The easiest way to manipulate the new composite volume's file system is from the appliance itself. Alternatively, you can create a simple filer appliance -- e.g., by branching LUX and doing the same lvm/mdraid instrumentation -- so that you can manage the volumes from there. The best approach is to leave two multi-volume slots -- src1,src2,src3,src4 and dst1,dst2,dst3,dst4 -- this will allow you to use the filer appliance to copy files between such composite volumes (and, as a result, be able to resize by creating a new volume set and copying the files from the old). For some ideas, see http://doc.3tera.net/AppLogic23/CatFilerLinux.html -- you don't really need anything nearly as functional -- just the src/dst slots and ssh access. Think of it as a physical server with two arrays of removable disks.

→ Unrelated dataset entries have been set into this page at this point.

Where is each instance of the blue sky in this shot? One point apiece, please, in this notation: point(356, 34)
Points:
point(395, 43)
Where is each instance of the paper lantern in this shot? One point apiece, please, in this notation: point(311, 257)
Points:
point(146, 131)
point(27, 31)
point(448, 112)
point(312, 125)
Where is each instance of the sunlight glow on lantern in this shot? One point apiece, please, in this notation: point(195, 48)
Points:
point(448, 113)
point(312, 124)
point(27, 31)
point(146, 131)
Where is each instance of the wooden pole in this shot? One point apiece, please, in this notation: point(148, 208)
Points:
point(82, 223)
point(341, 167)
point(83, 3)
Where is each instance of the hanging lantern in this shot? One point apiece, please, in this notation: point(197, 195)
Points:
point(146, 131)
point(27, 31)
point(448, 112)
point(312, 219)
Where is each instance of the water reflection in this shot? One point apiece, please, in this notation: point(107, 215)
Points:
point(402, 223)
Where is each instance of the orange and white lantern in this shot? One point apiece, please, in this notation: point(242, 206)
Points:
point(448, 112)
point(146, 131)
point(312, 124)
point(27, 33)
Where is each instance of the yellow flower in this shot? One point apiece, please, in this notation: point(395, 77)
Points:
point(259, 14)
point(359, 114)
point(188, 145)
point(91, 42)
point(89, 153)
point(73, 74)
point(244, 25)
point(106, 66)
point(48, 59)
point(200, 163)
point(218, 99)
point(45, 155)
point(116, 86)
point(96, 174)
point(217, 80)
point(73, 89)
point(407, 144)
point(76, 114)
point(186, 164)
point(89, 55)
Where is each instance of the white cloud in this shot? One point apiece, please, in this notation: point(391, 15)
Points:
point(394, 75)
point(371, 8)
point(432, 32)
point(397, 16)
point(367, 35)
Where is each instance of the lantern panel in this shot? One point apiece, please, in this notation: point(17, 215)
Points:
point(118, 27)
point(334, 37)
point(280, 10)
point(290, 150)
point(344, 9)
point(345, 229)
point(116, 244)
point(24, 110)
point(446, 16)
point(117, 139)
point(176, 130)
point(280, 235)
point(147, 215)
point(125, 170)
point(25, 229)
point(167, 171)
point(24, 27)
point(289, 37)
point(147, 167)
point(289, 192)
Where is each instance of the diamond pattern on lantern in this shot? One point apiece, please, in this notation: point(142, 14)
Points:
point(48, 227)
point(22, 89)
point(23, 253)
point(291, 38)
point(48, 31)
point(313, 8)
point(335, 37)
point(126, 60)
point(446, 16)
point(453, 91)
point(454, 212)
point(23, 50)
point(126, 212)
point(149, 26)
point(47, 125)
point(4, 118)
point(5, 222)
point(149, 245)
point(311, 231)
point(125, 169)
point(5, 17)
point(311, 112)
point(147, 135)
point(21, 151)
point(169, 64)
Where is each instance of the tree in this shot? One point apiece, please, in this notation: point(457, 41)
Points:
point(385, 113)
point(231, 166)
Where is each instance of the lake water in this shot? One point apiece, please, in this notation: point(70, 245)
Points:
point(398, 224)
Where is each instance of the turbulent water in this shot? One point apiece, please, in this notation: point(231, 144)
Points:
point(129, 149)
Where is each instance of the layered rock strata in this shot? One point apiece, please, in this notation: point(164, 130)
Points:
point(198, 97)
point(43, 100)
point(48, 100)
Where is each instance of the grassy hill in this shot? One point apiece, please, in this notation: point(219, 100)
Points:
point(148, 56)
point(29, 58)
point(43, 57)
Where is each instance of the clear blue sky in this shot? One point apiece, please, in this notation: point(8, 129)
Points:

Let me know if any questions and please do post your results here. You can PM me or Jessie if you want to set up a webex and work out the details.
Regards,
-- Peter
enovikoff
06-06-2008, 01:12 PM
The other alternative to getting more bandwidth to storage is finding a way to use less of it :) We often find that our customers have configured either their applications or their databases to execute more queries than they actually need, or run inefficient queries. Even if you double your I/O performance using the technique above, it won't solve issues where you're using 10 or 100 times as much bandwidth as you may actually need to run your app. My experience is that MySQL performance is also very susceptible to adjustments in its parameters. This is why we tend to use PostGreSQL whenever possible, which requires less configuration to run efficiently.
Another possibility which we have succeeded with is to supplement in-grid storage with an external NAS. By assigning your database to a unique server (separate from your web server) you can get the full frontside network bandwidth available for file operations.